Type and amount of lighting
CO2?
Type of filtration?

It does sound like the plants are lacking nutrients.

If you have more than 2wpg, then your tank will be much better off with CO2 and fertilization. You mention you lowered the pH, how did you do that?

You need to have lots of plants, especially fast growers at the beginning. They will be your ammonia removers...

Here's some good reading to get you started on the essentials:

http://www.aquatic-plants.org/articles/basics/pages/01_intro.html

www.rexgrigg.com

and welcome to APC!


----------



## Colman (Jun 11, 2006)

Thanks for the article, I have 2 20 watt tube bulbs and one 13 watt spiral bulb.

I have never used any fertilizer, I have no idea how to use the CO2 system--- and probably there is not much in my tank. I am using an Aquaclear power filter with an aquaclear filter cartridge. I lowered the ph using the nutrifin down liquid.


----------



## Alin10123 (Jan 3, 2006)

Colman said:


> Thanks for the article, I have 2 20 watt tube bulbs and one 13 watt spiral bulb.
> 
> I have never used any fertilizer, I have no idea how to use the CO2 system--- and probably there is not much in my tank. I am using an Aquaclear power filter with an aquaclear filter cartridge. I lowered the ph using the nutrifin down liquid.


You seem to have plenty of lighting. The thing is, the more lighting, the quicker your plants will want to grow. As a result, you will have to have more nutrients. But once you add more nutrients, your plants will want to grow even more, so you'll have to add in some CO2.

I would start off first with some nutrients. Yellowing of the leaves usually means lacking in Iron. I would start out with some flourish iron. I would also try some flourish. Then i would at a minimum add flourish excel if you decide not to inject CO2 into the tank.

CO2 is usually either a bi-weekly extra maintenance, or a $$ initial investment with it being cheap to maintain in the future.

But i would start with at least the fertilizers first, then consider the CO2.


----------



## Laith (Sep 4, 2004)

Alin10123 said:


> ...
> 
> But i would start with at least the fertilizers first, then consider the CO2.


Actually, with that much lighting, the priority needs to be CO2. Either that or reduce the intensity of your lighting until you get CO2. If you reduce the lighting, then fertilizing should help. But until then, CO2 is going to be your major issue.
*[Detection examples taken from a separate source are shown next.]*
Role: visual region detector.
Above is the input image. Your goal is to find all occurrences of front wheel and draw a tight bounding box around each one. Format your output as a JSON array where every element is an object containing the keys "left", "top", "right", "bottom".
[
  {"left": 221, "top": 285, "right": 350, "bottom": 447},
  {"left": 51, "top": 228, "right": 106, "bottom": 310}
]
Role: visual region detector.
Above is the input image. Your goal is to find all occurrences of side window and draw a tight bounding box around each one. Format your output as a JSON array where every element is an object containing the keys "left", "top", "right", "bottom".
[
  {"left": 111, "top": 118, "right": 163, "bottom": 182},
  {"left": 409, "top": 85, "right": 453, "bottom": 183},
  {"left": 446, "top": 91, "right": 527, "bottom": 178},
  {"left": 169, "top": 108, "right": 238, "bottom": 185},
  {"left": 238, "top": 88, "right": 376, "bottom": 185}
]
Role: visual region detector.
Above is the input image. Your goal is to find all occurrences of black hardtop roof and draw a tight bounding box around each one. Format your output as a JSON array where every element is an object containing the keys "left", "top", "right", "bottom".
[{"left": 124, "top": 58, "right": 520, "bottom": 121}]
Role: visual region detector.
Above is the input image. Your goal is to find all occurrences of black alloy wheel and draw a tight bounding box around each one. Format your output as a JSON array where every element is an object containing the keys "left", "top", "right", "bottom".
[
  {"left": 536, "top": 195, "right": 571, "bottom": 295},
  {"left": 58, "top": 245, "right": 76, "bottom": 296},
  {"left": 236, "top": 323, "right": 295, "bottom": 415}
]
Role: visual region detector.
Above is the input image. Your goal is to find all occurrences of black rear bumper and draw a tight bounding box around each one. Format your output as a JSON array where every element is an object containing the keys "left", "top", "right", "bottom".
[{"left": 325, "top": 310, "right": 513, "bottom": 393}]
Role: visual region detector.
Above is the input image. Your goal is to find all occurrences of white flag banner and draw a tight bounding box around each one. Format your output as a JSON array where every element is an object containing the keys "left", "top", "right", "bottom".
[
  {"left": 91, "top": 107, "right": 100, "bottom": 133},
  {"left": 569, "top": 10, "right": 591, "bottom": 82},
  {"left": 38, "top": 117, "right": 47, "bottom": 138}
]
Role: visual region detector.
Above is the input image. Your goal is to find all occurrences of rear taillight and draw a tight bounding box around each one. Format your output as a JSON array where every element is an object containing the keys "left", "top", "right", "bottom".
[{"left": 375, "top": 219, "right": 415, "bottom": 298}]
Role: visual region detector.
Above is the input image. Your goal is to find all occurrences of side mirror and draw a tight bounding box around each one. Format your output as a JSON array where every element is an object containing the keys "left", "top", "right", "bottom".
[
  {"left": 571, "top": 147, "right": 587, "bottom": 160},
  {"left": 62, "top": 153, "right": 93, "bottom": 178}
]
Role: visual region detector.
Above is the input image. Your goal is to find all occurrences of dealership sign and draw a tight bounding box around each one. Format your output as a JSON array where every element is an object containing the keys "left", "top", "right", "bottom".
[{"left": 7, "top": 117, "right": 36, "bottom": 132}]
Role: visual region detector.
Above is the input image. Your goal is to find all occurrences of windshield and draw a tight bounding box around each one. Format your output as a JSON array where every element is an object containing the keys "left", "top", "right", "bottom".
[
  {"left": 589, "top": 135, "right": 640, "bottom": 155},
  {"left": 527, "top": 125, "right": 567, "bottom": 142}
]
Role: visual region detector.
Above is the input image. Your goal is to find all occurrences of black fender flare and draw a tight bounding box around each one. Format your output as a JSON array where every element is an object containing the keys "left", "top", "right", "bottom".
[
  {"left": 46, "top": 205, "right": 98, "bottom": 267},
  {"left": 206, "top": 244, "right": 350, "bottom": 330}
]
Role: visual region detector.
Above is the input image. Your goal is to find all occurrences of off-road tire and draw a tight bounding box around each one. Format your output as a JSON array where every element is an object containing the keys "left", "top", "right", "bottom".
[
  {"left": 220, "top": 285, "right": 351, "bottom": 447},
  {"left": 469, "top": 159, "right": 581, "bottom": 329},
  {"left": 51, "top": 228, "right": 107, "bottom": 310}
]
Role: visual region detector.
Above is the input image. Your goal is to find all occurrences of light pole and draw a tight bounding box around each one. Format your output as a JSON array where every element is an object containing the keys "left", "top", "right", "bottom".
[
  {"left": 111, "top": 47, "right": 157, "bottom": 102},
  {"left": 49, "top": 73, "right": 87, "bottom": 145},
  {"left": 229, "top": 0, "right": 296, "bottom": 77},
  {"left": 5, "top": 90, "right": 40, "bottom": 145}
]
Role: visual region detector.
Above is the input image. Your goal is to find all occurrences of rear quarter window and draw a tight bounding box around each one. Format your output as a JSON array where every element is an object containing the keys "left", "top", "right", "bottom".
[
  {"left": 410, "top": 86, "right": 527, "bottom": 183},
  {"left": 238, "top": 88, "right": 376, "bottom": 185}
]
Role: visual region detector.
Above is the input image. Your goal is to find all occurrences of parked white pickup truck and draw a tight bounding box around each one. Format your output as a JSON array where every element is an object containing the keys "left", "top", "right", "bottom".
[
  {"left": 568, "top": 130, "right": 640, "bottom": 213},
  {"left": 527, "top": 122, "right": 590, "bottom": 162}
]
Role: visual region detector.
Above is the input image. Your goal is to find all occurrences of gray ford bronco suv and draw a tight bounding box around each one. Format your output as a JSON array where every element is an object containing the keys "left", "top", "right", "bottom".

I've found that there is an "order" of requirements for plants and it is the following:

1. light
2. a source of carbon (eg CO2)
3. Macro fertilization (NPK)
4. Micro fertilization (iron and traces)

You need to ensure them one by one down the list. With high light and no CO2, adding lots of ferts is not that productive as the plants will not be using very much of them at all; they need carbon first.

Once again, the above relates to higher light tanks with good plant mass. The situation is different with lower lighting...


----------